If you were to present a citizens’ initiative on a personal basis, not as a commissioner, what would it be?
I hope that the organisers will look at the areas that have real cross-European potential. Probably the most interested in this type of setting-of-agenda tool will be the young people. If I see how high the unemployment rates are in the member states, if I see that we still have some barriers in the recognition of diplomas, or barriers on the labour market, I would suspect that these would be the areas that could be interesting for young people and that could capture their imagination.
The ECI regulation is due to be revised regularly. What might be the first lessons learnt?
It is quite clear that the European citizens’ initiative will trigger a new quality of interactions between citizens and the EU institutions.
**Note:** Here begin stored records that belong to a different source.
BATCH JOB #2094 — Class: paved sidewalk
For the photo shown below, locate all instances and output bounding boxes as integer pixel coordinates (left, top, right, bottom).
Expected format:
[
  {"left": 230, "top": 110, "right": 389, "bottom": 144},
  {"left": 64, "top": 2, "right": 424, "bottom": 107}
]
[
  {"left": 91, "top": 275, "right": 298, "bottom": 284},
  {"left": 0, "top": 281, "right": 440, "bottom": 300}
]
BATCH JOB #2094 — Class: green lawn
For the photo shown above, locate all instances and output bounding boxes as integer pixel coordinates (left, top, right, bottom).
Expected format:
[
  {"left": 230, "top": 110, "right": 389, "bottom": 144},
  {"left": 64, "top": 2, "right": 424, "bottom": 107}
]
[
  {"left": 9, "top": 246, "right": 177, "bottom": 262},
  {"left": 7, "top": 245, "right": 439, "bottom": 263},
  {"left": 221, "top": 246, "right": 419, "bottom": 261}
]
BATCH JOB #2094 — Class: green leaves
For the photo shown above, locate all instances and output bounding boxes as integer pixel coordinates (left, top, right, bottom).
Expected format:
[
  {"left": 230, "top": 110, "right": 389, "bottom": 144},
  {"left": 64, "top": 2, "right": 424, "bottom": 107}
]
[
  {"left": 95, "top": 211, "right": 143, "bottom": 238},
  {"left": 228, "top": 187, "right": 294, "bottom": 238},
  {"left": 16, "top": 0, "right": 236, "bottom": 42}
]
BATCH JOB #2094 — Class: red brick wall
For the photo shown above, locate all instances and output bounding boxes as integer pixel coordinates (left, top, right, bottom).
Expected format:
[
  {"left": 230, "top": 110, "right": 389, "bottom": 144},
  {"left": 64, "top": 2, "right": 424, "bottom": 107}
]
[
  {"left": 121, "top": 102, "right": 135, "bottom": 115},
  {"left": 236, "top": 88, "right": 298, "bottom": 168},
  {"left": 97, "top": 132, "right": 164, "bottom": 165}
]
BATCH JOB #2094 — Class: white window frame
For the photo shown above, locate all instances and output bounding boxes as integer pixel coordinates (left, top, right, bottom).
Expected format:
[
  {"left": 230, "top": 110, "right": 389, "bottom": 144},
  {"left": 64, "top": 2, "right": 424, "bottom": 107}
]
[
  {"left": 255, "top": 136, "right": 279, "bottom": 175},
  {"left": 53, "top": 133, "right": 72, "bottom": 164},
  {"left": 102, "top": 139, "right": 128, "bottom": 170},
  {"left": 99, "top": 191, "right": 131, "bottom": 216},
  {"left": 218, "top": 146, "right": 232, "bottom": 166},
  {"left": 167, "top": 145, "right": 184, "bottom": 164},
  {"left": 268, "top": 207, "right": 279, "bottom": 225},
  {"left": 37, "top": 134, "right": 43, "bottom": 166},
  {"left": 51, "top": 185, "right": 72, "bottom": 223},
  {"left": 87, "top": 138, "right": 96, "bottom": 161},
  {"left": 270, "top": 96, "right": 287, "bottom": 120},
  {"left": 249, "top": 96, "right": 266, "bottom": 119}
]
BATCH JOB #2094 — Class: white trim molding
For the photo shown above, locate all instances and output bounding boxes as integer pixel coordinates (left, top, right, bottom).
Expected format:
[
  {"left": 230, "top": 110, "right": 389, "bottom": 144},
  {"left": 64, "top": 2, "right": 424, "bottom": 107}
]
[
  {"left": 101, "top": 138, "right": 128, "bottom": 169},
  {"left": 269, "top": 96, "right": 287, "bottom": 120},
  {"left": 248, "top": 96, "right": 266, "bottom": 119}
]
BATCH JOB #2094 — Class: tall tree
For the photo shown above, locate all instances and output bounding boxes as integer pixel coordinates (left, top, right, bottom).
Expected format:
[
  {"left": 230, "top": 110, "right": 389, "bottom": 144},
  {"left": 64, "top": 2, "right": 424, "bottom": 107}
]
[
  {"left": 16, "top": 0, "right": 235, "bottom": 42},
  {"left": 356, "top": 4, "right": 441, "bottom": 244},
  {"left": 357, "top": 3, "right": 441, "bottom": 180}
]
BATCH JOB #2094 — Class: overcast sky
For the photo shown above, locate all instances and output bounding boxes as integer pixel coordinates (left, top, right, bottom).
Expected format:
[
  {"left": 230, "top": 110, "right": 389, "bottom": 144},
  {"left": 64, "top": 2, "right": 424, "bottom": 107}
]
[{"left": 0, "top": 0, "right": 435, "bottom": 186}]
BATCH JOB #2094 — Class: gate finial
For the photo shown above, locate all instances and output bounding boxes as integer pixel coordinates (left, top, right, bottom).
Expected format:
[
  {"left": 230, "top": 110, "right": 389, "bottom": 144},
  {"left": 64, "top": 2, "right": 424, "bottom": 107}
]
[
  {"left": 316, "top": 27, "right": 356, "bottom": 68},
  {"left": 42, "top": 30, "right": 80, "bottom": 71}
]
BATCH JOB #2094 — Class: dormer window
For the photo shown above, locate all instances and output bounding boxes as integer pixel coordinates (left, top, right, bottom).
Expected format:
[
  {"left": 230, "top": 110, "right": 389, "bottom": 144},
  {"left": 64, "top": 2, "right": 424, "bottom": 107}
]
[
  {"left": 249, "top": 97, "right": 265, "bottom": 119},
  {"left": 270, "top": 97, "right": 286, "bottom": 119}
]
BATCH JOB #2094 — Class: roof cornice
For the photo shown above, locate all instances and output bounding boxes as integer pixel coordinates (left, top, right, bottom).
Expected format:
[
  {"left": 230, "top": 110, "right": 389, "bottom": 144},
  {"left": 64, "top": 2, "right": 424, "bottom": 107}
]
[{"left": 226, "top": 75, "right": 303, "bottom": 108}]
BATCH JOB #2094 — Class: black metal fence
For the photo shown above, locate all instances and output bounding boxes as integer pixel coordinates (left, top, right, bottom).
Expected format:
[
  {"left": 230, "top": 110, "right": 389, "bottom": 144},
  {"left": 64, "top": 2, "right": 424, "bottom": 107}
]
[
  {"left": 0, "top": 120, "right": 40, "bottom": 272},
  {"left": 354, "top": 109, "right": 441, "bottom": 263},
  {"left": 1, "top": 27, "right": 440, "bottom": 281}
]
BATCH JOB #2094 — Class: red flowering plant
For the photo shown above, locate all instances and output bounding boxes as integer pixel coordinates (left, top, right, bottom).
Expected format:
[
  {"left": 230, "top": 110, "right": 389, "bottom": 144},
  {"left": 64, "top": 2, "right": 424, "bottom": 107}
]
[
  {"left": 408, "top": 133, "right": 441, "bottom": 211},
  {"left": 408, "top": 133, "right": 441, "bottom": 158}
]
The second clear tendency would be that much of the interaction and much of the political debate will be transferred to the social media. They will become a new platform for gathering support for certain proposals, with the potential of getting across to millions very quickly as we have seen with the Arab spring.
I think we will also be able to convince the member states that we can make the procedure even more user-friendly. In some member states, organisers are a bit preoccupied with the way this verification procedure could work.
All this experience will be reflected in the revision in three years’ time.
Could the ECI be scrapped 20 years from now?
I really don’t think so because this is direct communication between citizens and decision makers and this is really where the political space will move in the future.
The citizens’ initiative will clearly generate a new wave of political ideas, a new approach to politics. It will generate even more interest than talk shows or classical press conferences ever could.
The ECI, in the future, will become a ‘normal’ part of our political life. I believe the kids who are today in school or high school will be using this tool to express their political interest in the same way as they use the social media to exchange information or photos.
Could the EU be a trend-setter?
In this particular case we really could be a trend-setter. Once the citizens will see how they can actually set the agenda I’m sure this will be replicated on the national level. In some member states and some Landers we already have this possibility.